The governor of the Reserve Bank of Australia (RBA) has all but ruled out creating a central bank digital currency (CBDC) for everyday people to use to send money to each other and conduct transactions, saying our existing payment is already “very efficient”.

Speaking at the Australian Financial Review’s Business Summit this week, Lowe – who has been under heavy public scrutiny following ten consecutive interest rate rises – said he was “very sceptical” of the notion that there is a need for a retail CBDC in Australia.

“We’ve got a very efficient payments system in Australia where you can move money between any two bank accounts in five seconds just by knowing someone’s mobile phone number, and it’s free,” Lowe said.

“How could we offer digital tokens which would be better than that?”

Such a token would be “costly to develop” and Lowe said the bank “[doesn’t] think the public policy case is there”.

RBA is experimenting with a wholesale CBDC that could be used to settle accounts between banks and would see improvements to “the efficiency of the payments and settlement processes”, but most of this would happen “behind the scenes”.

It’s a vastly less radical proposal than a retail CBDC which would function as the digital equivalent of bank notes.

Such a general-purpose digital currency would make RBA the intermediary between actors – individuals, merchants – within an economy, rather than banks and payments platforms.

Experts have warned that a retail CBDC would lead to “deep, fundamental structural changes” within our economy by bypassing banks and shifting power into the hands of the government-owned RBA.

Other countries have trialled this form of retail CBDC, including China where its central bank is rolling out the eCNY – albeit with a relatively slow adoption rate.
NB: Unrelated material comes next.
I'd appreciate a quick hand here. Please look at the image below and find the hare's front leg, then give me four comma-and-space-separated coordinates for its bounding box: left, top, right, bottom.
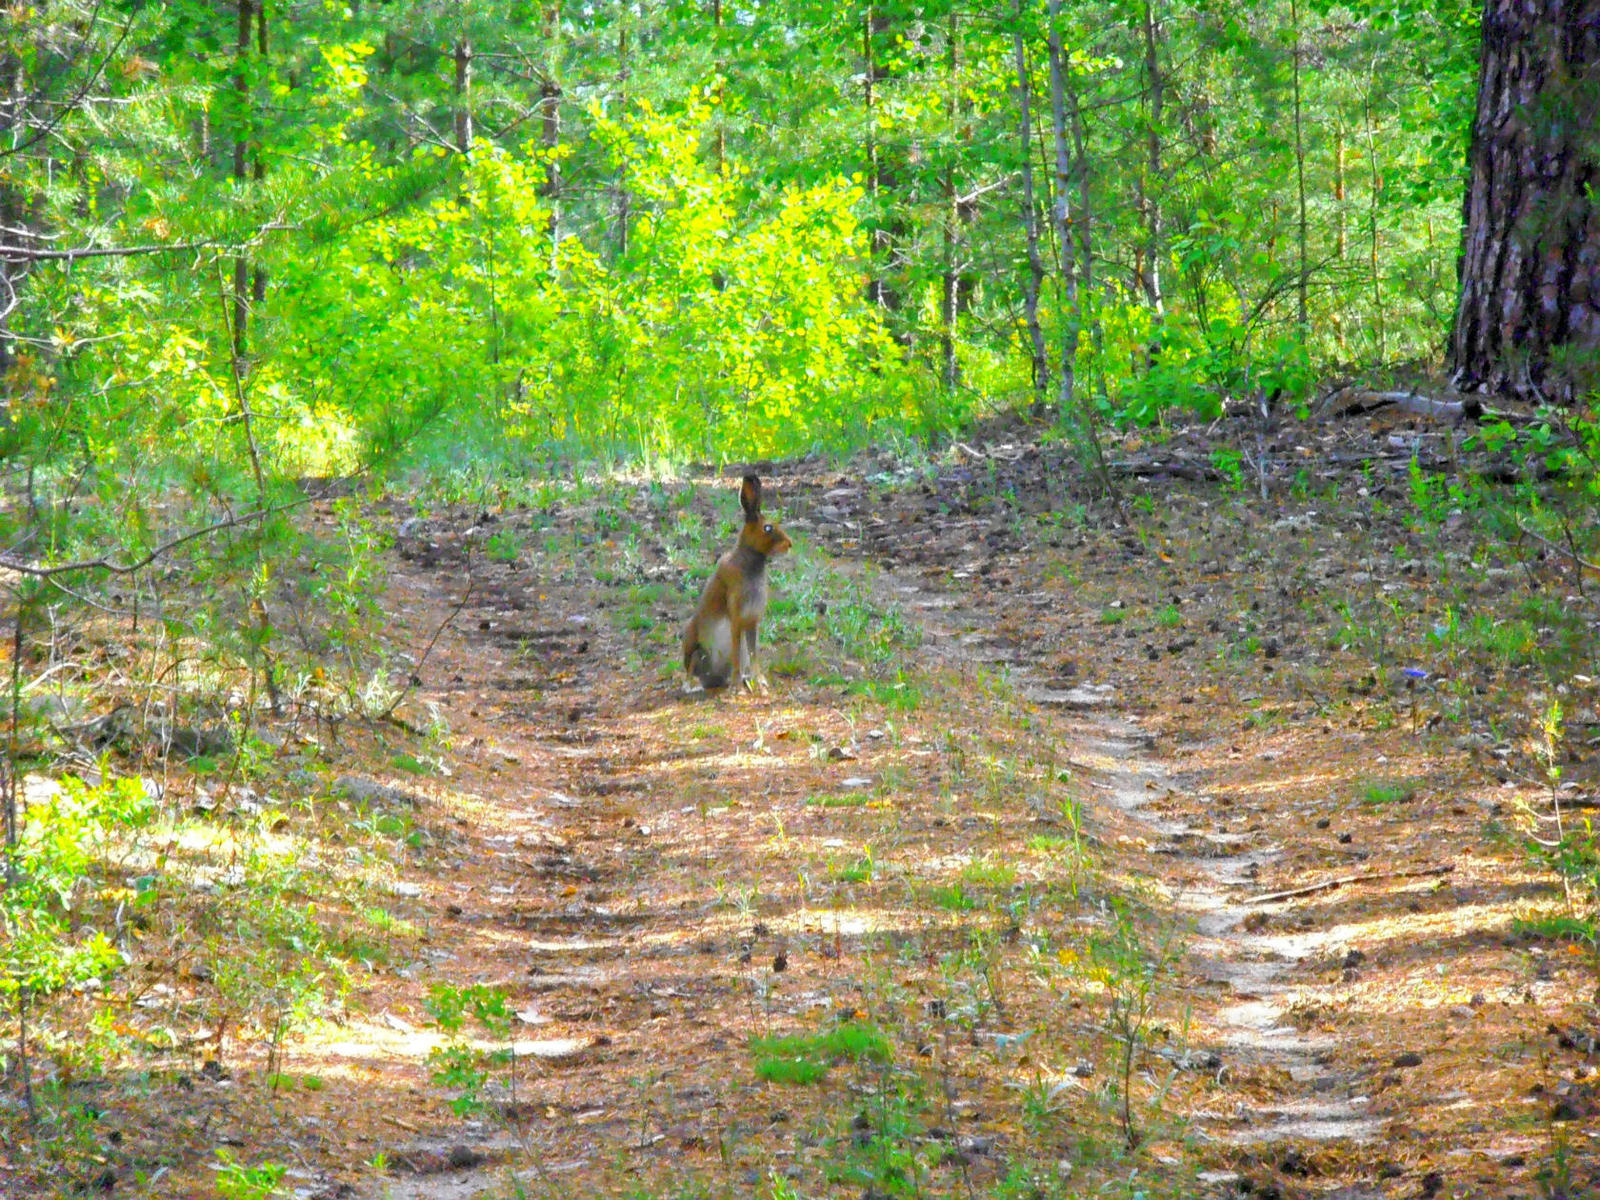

Some have warned that the eCNY could allow for greater surveillance and social control by giving the government direct access to payments and transfers.

There are further concerns that China’s lead on CDBCs could see it topple the US dollar as the de-facto reserve currency, with downstream effects on the how international sanctions are enforced.

When pressed about these international developments, Lowe said the RBA would “look at the arguments and experiences” abroad and then “decide whether those same arguments apply here”.

“If this is the way the world goes then we’ll be a part of it,” he said. “At least at the retail level you shouldn’t expect us to be right at the front, but we could be a fast follower.”

Last week, RBA announced the use-cases and providers for limited-scale test runs of a CBDC in different industry contexts.

Those pilots include offline payments, livestock auctions, GST automation, and an “interoperable CBDC for trusted Web3 commerce”.

Brad Jones, Assistant Governor of the RBA, said the project “will contribute to hands-on learning by industry, and it will add to policy makers’ understanding of how a CBDC could potentially benefit the Australian financial system and economy”.